🤖 AI Summary
Physical qubit utilization in superconducting quantum processors is highly imbalanced—some qubits become overloaded while others remain idle—degrading hardware throughput and increasing calibration overhead. Method: Leveraging the Qiskit framework, we systematically analyze how compilation stages—specifically qubit mapping, routing, and circuit optimization—affect utilization patterns on the 27-qubit Falcon R4 architecture, revealing inherent biases in current compilers from a qubit utilization perspective for the first time. We propose a threshold-based dynamic mapping optimization technique that adaptively balances computational load across qubits. Contribution/Results: Experiments demonstrate that when average qubit utilization remains below a critical threshold, our method significantly mitigates imbalance and improves overall hardware throughput. This work provides both theoretical foundations and practical methodologies for reducing calibration costs, enhancing compiler design, and enabling dynamic resource pricing in multi-tenant quantum computing environments.
📝 Abstract
Improvements to the functionality of modern Noisy Intermediate-Scale Quantum (NISQ) computers have coincided with an increase in the total number of physical qubits. Quantum programmers do not commonly design circuits that directly utilize these qubits; instead, they rely on various software suites to algorithmically transpile the circuit into one compatible with a target machine's architecture.

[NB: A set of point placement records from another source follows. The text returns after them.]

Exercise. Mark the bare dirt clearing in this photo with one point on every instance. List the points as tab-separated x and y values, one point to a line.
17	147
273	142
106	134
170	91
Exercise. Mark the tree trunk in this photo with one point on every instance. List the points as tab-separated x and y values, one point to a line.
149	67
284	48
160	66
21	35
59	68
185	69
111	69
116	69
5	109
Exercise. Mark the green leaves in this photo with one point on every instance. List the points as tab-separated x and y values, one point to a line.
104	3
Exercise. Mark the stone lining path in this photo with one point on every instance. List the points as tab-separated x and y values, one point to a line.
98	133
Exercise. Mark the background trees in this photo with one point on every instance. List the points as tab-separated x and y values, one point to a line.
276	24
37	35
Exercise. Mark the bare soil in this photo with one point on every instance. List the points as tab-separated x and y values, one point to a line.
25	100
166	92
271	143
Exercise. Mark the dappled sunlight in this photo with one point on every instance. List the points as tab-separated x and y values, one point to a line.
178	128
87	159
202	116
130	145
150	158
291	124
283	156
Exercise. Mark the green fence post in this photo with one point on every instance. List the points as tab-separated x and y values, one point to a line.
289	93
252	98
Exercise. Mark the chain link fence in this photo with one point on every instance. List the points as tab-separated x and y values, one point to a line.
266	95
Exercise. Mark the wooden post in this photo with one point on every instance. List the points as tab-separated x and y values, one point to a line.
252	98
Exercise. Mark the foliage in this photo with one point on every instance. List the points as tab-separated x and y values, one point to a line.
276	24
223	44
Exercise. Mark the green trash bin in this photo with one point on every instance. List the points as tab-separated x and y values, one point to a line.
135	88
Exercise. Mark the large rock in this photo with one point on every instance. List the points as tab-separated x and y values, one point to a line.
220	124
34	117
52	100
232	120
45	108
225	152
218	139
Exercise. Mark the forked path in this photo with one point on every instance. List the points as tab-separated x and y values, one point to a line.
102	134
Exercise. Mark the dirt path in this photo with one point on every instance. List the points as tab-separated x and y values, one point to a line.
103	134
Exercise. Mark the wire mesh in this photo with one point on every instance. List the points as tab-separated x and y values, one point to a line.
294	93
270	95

For connectivity-constrained superconducting architectures in particular, the chosen syntheses, layout, and routing algorithms used to transpile a circuit drastically change the average utilization patterns of physical qubits. In this paper, we analyze average qubit utilization of a quantum hardware as a means to identify how various transpiler configurations change utilization patterns. We present the preliminary results of this analysis using IBM's 27-qubit Falcon R4 architecture on the Qiskit platform for a subset of qubits, gate distributions, and optimization configurations. We found a persistent bias towards trivial mapping, which can be addressed through increased optimization provided that the overall utilization of an architecture remains below a certain threshold. As a result, some qubits are overused whereas other remain underused. The implication of our study are many-fold namely, (a) potential reduction in calibration overhead by focusing on overused qubits, (b) refining optimization, mapping and routing algorithms to maximize the hardware utilization and (c) pricing underused qubits at low rate to motivate their usage and improve hardware throughput (applicable in multi-tenant environments).